KI schafft Jobs? Warum Marc Andreessen auf einen Hiring-Boom setzt
Marc Andreessen sieht in KI den Auslöser für einen neuen Hiring-Boom. Für Startups und Investoren zählt jetzt, wer Produktivität in Wachstum übersetzt.
Marc Andreessen, Mitgründer von a16z, hat die Debatte um KI und Arbeitsplätze mit einer knappen Formel neu angefacht: Mehr Produktivität führt zu mehr Nachfrage, und mehr Nachfrage schafft Jobs. Hinter dieser Aussage steht nicht nur eine wirtschaftliche These, sondern auch ein klares Investment-Narrativ. Schließlich verwaltet Andreessen Horowitz rund 44 Mrd. USD und ist stark in Unternehmen investiert, deren Wachstum direkt von KI-getriebener Effizienz abhängt.
Für Gründer und Investoren im DACH-Raum ist die Frage zentral: Führt KI tatsächlich zu mehr Beschäftigung – oder beschleunigt sie vor allem den Abbau klassischer Rollen?
Produktivität als Wachstumstreiber
Andreessens Argument folgt einer bekannten ökonomischen Logik. Wenn Unternehmen mithilfe von KI die Kosten pro Output-Einheit deutlich senken, steigt der Anreiz, neue Märkte zu erschließen, zusätzliche Produkte zu entwickeln und schneller zu skalieren. Gerade für VC-finanzierte Startups ist das relevant: Wer mit weniger Ressourcen mehr leisten kann, wird Kapital nicht zwingend in Einsparungen, sondern in Expansion lenken.

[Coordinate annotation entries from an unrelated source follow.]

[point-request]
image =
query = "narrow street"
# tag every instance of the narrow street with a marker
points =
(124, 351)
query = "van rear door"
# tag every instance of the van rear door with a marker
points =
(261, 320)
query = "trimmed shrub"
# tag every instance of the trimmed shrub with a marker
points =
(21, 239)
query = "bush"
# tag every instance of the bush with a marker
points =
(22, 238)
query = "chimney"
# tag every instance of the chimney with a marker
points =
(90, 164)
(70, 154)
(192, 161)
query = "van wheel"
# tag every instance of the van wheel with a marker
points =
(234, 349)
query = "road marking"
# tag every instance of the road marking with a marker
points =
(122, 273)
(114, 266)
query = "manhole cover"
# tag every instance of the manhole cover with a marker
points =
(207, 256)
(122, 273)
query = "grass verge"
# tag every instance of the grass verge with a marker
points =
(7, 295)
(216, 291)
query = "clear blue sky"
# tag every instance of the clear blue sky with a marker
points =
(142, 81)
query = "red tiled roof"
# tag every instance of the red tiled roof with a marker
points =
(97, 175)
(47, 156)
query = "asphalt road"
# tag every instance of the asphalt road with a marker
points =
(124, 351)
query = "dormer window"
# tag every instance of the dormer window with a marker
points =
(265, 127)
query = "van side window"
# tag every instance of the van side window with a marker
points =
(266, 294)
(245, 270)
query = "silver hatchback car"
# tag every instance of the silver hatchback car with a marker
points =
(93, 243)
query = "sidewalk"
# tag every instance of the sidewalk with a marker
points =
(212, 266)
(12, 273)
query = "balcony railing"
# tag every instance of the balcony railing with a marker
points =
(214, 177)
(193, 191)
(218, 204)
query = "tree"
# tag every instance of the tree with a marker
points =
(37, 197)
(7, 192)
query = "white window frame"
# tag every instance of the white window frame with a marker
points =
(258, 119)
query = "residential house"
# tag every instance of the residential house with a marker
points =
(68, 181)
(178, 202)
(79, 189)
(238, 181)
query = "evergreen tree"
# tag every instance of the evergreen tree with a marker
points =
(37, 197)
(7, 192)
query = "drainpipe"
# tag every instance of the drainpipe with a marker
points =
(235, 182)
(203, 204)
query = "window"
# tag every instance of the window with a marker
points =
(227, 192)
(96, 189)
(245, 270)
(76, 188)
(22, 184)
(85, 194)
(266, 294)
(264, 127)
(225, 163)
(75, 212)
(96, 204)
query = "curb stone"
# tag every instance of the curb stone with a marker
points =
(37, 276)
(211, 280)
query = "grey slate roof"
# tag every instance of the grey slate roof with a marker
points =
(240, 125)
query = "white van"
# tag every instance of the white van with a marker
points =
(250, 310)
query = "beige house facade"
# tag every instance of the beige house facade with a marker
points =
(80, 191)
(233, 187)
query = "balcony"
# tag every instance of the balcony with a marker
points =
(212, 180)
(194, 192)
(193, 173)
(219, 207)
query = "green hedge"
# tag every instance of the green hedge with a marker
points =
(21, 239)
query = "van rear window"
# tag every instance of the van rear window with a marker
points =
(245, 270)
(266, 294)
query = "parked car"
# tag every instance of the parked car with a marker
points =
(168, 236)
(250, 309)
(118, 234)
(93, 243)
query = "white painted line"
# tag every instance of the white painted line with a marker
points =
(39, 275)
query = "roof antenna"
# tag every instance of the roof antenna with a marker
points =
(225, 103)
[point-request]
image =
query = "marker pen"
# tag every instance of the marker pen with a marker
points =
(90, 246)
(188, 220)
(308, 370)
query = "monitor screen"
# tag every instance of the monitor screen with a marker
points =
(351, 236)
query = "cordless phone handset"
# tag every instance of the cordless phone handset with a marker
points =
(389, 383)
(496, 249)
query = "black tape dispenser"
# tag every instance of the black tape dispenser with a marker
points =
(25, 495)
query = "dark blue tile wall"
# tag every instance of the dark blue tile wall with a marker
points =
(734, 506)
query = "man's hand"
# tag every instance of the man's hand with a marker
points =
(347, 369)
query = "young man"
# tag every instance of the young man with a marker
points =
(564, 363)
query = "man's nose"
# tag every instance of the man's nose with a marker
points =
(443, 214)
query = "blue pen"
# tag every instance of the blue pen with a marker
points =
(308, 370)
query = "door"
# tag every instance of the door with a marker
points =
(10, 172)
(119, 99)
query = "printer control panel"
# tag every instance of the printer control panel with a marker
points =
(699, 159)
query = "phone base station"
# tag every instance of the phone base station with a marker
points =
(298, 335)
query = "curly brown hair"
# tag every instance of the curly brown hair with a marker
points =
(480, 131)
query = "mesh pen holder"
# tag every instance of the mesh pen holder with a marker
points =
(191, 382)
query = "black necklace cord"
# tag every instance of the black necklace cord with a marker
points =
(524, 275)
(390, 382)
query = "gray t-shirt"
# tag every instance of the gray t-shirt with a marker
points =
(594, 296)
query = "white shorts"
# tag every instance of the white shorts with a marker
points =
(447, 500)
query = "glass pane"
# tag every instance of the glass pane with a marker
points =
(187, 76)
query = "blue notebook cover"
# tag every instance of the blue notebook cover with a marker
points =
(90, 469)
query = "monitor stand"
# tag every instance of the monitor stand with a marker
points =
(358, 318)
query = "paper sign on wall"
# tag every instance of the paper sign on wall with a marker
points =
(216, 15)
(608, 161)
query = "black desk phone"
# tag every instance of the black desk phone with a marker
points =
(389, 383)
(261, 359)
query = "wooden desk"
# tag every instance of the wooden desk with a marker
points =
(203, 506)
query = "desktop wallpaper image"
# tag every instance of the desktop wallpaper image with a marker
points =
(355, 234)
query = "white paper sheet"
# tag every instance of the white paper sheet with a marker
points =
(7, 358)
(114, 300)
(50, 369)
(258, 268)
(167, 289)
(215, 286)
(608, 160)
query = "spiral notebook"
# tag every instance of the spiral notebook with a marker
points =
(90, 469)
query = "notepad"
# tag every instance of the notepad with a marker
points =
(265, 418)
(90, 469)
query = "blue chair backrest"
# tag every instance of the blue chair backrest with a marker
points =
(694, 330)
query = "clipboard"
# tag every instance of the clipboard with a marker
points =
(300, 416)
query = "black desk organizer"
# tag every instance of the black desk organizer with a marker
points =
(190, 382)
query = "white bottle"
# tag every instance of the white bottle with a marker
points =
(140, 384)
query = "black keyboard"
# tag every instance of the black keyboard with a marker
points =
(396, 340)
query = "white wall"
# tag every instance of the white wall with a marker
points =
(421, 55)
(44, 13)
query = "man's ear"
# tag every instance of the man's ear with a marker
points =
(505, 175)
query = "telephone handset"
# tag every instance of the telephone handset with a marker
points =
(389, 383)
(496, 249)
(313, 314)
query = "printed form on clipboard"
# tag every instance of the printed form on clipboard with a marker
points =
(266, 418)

Ein prominentes Beispiel ist Deel. Das HR- und Payroll-Unicorn, an dem a16z beteiligt ist, setzt stark auf KI-gestützte Prozesse rund um Compliance, internationale Gehaltsabrechnung und Workforce Management. Das operative Narrativ dahinter: Effizienz schafft Spielraum für Wachstum statt Stellenabbau.
Historisch ist diese Argumentation nicht neu. Auch frühere Technologiesprünge – etwa Geldautomaten im Bankensektor – führten nicht automatisch zu weniger Jobs. Vielmehr sanken die Betriebskosten pro Filiale, wodurch Banken mehr Standorte eröffneten und die Zahl der Beschäftigten insgesamt stieg.
Die Daten zeigen ein differenziertes Bild
Aktuelle Studien stützen die These nur teilweise. Besonders relevant ist eine Untersuchung von Anthropic aus März 2026. Sie unterscheidet zwischen theoretischer Automatisierbarkeit und tatsächlich beobachteter Nutzung im Arbeitsalltag.
In Computer- und Mathematikberufen liegt die theoretische KI-Abdeckung bei 94 %, tatsächlich automatisiert sind derzeit aber nur 33 % der Aufgaben. Im Finanzbereich sind es 85 % theoretisch gegenüber 20 % realer Nutzung, im Legal-Bereich 89 % gegenüber 15 %.
Das spricht für ein erhebliches, bislang ungenutztes Produktivitätspotenzial.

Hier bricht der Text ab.